Take one pill daily at the same time each day, in the order specified on the pack (active pills followed by placebo).,If you miss a pill, follow the package instructions; missing pills increases pregnancy risk, especially if placebo week is extended.,Common side effects include nausea, headache, breast tenderness, and spotting, which usually improve after 2-3 cycles.,Seek immediate medical attention for severe abdominal pain, chest pain, shortness of breath, leg pain/swelling, or severe headache.,This medication does not protect against HIV/AIDS or other sexually transmitted infections (STIs).,Inform your healthcare provider if you smoke, as smoking increases risk of serious cardiovascular side effects, especially if over 35 years.
No interactions on record
No interactions on record
Explore head-to-head clinical comparisons of other medications in the same therapeutic classes.
Common clinical questions about ELINEST vs ALYACEN 7/7/7, answered by our medical review team.
ELINEST is a Oral Contraceptive that works by Ethinyl estradiol is an estrogen; drospirenone is a progestin with anti-mineralocorticoid and anti-androgenic activity. The combination suppresses gonadotropins, inhibiting ovulation.. ALYACEN 7/7/7 is a Oral Contraceptive that works by Combination of norethindrone (progestin) and ethinyl estradiol (estrogen) that inhibits gonadotropin release from the pituitary, suppressing ovulation, increasing cervical mucus viscosity, and altering endometrial receptivity.. They differ in pharmacokinetic profiles, FDA-approved indications, and side effect profiles.
Potency comparisons between ELINEST and ALYACEN 7/7/7 depend on the specific clinical indication. These are both Oral Contraceptive agents and are not directly interchangeable by dose. A physician or clinical pharmacist should guide any therapeutic switching decisions.
The standard adult dose of ELINEST is: 0.5 mg orally once daily.. The standard adult dose of ALYACEN 7/7/7 is: ALYACEN 7/7/7 is a combination oral contraceptive containing ethinyl estradiol 0.02 mg and drospirenone 3 mg. One tablet taken orally once daily for 28 days (7 active, 7 placebo, 7 active) without a hormone-free interval.. Dosing should always be individualized based on indication, renal and hepatic function, age, and other patient factors.

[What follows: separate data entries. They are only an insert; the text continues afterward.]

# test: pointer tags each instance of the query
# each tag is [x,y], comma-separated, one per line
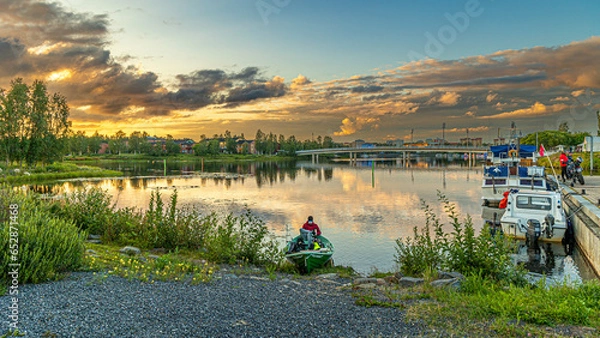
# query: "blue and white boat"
[511,166]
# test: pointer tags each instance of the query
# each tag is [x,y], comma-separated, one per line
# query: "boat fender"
[549,219]
[533,232]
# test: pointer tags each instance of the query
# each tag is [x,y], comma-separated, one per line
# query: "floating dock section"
[585,216]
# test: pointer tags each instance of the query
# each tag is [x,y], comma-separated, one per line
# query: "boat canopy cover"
[525,150]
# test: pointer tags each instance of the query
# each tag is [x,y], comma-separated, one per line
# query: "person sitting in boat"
[310,225]
[504,200]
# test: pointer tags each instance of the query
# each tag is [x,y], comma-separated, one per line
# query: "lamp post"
[444,133]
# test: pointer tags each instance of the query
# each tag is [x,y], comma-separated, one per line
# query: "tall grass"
[221,238]
[461,250]
[47,244]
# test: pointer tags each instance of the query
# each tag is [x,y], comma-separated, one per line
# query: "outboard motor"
[534,230]
[549,219]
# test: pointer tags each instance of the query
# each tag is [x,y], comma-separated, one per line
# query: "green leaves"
[460,250]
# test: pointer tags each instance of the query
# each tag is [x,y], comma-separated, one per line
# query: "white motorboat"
[511,168]
[534,215]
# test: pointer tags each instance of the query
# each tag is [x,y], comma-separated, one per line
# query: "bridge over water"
[403,152]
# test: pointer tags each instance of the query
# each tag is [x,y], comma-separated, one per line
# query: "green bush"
[223,239]
[47,245]
[89,209]
[461,250]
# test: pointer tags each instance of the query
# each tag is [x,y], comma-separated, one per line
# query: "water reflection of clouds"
[362,219]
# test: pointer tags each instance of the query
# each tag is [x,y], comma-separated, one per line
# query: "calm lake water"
[360,209]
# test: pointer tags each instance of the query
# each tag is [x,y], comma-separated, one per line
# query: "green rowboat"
[308,260]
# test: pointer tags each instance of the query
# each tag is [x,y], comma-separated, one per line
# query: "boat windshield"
[534,202]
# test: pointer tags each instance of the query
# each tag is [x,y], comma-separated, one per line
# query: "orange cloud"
[350,127]
[536,109]
[299,82]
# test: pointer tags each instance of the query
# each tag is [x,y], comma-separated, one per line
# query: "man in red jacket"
[564,160]
[310,226]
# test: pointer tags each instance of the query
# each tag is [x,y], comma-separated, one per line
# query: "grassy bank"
[189,245]
[56,171]
[225,158]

No direct drug-drug interaction has been formally documented between ELINEST and ALYACEN 7/7/7 in current clinical databases. However, individual patient risk factors including other medications, organ function, and comorbidities should always be evaluated by a qualified healthcare provider.
The maternal-fetal safety profiles differ. ELINEST is classified as Category C. Pregnancy Category X. Contraindicated in pregnancy due to documented teratogenicity. First trimester exposure associated with cardiovascular and neural tube defects; second and thi. ALYACEN 7/7/7 is classified as Category C. ALYACEN 7/7/7 contains ethinylestradiol and norethindrone. First trimester: No increased risk of major birth defects based on epidemiologic studies; however, inadvertent use does n. Always consult a maternal-fetal medicine specialist before taking either drug during pregnancy or lactation.